Upon the evidence presented, the Court makes the following Findings of Fact and Conclusions of Law:

FINDINGS OF FACT

1. In January 1986, defendant represented to plaintiff two proposals for plaintiff’s interim participation in two limited partnerships, each of which was to buy and operate a motel property in South Carolina.

2. Under the proposals, plaintiff was to become defendant’s partner for a period of three to six months, pending syndication of each venture to third-party investors. During this short period, plaintiff was to contribute funds to each partnership for use in purchasing and refurbishing each motel property as well as paying syndication expenses, including the expenses of preparing an offering circular.

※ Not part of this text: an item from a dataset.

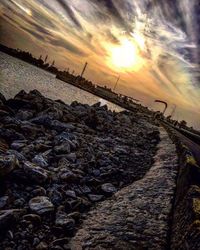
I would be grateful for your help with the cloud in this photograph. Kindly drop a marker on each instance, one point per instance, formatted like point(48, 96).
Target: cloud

3. The definitive partnership agreements were executed in early March 1986. The offering circulars were never completed, as partnership counsel was never able to obtain satisfactory information from defendant, the managing partner of both partnerships.

*366 4. By September 1986, the idea of syndication was abandoned and defendant was proposing that the two ventures be refinanced in a manner which would allow plaintiff to withdraw as a partner. Refinancing was not arranged, and defendant proposed instead that a new general partner be brought in to replace plaintiff. No new general partner was found and in late December 1986, plaintiff arranged the sale of each motel property to a third party.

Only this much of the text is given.